Questa volta l’Unesco parte in missione verso l’isola per controllare quale sia il reale stato di salute dei coralli e cosa lo stia danneggiando.

Sembrerebbe infatti che questo patrimonio mondiale sia danneggiato dal forte dragaggio del porto di Gladstonen Queensland, che è in forte espansione, pur essendo molto vicino alla barriera.

La delegazione si occuperà di visitare la zona per un settimana, le coste e le città verranno ispezionate e verrà poi stilato un rapporto che finirà dritto nelle mani dell’Unesco dove poi si deciderà come agire.

Al momento sembra che il destina dei coralli sia segnato, una morte lenta, ma forse neanche troppo, li attenderebbe.

Il boom minerario e la crescita della popolazione lungo la costa sarebbero altre cause che comporterebbero il deterioramento della barriera.

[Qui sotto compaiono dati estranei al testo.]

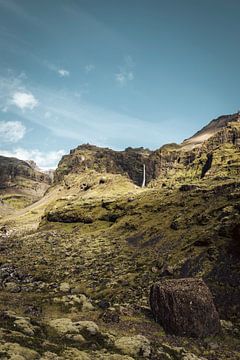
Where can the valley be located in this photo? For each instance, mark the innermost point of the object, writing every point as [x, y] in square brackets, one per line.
[80, 252]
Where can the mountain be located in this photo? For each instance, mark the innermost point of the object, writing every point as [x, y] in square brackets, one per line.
[21, 183]
[213, 151]
[210, 130]
[76, 267]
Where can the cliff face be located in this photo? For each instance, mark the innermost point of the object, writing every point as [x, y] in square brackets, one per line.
[103, 160]
[21, 183]
[218, 156]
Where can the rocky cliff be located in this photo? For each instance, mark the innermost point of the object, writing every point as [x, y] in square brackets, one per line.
[21, 183]
[217, 155]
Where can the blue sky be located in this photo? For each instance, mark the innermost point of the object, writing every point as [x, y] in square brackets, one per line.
[113, 73]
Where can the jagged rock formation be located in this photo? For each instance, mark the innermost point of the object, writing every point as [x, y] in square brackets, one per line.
[218, 153]
[21, 183]
[184, 307]
[103, 160]
[88, 252]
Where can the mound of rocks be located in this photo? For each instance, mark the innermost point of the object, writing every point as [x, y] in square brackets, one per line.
[184, 307]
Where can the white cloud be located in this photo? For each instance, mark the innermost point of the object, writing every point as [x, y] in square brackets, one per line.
[11, 131]
[63, 73]
[125, 73]
[89, 68]
[44, 160]
[123, 77]
[24, 100]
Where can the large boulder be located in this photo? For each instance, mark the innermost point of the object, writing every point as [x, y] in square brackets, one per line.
[184, 307]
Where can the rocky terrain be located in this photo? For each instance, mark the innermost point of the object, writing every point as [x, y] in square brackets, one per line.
[21, 184]
[77, 266]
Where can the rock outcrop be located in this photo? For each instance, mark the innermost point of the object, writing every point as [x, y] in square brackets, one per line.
[21, 183]
[213, 151]
[185, 307]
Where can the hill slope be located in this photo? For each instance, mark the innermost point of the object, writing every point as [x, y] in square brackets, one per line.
[100, 241]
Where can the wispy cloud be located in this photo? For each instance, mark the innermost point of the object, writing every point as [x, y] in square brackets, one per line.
[45, 160]
[63, 73]
[89, 123]
[60, 71]
[89, 68]
[125, 73]
[24, 100]
[11, 131]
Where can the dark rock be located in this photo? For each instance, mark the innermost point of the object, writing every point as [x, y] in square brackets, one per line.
[184, 307]
[104, 304]
[110, 316]
[187, 187]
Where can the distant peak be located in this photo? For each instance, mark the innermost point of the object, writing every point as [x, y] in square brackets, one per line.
[209, 130]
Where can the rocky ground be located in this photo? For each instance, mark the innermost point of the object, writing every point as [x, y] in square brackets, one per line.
[77, 287]
[77, 266]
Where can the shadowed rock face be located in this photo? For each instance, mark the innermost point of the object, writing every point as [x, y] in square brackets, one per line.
[184, 307]
[21, 183]
[11, 168]
[171, 161]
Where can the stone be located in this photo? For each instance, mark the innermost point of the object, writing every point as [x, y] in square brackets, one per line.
[76, 331]
[134, 346]
[12, 287]
[184, 307]
[16, 352]
[64, 287]
[75, 354]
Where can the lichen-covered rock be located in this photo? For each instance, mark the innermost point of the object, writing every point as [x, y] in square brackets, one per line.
[100, 356]
[134, 346]
[21, 324]
[64, 287]
[184, 307]
[80, 301]
[75, 354]
[79, 332]
[14, 351]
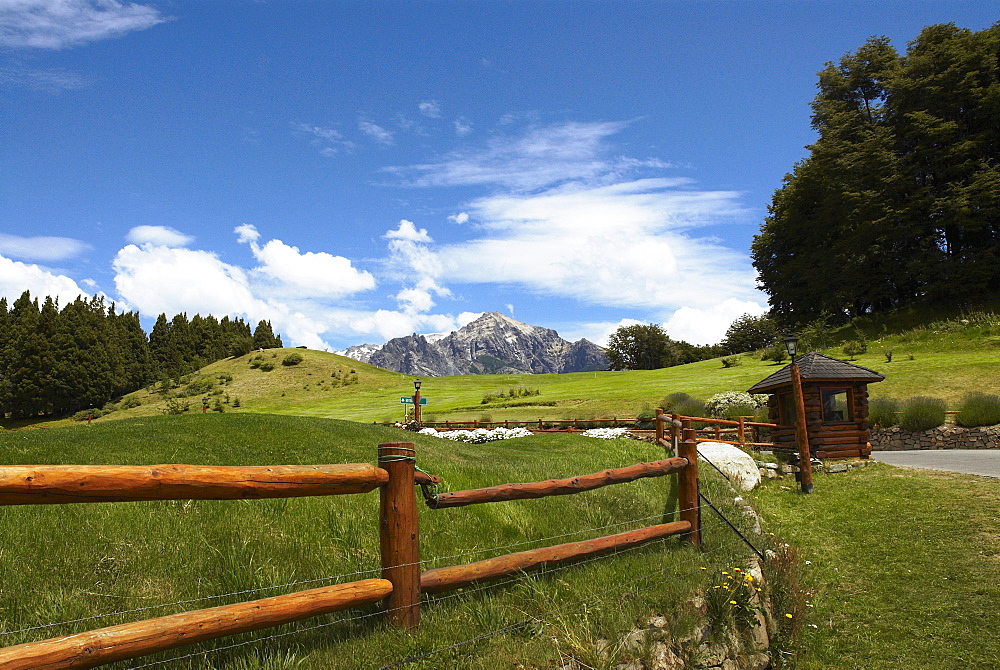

Il professore Richard Kenchington, autore del rapporto, spiega che nei prossimi anni si prevede un forte aumento della navigazione in queste aree, di conseguenza i danni saranno sicuramente maggiori rispetto a quelli registrati attualmente.

La soluzione potrebbe essere un maggior controllo e più severità nei confronti di chi scarica illegalmente materiale nella zona protetta.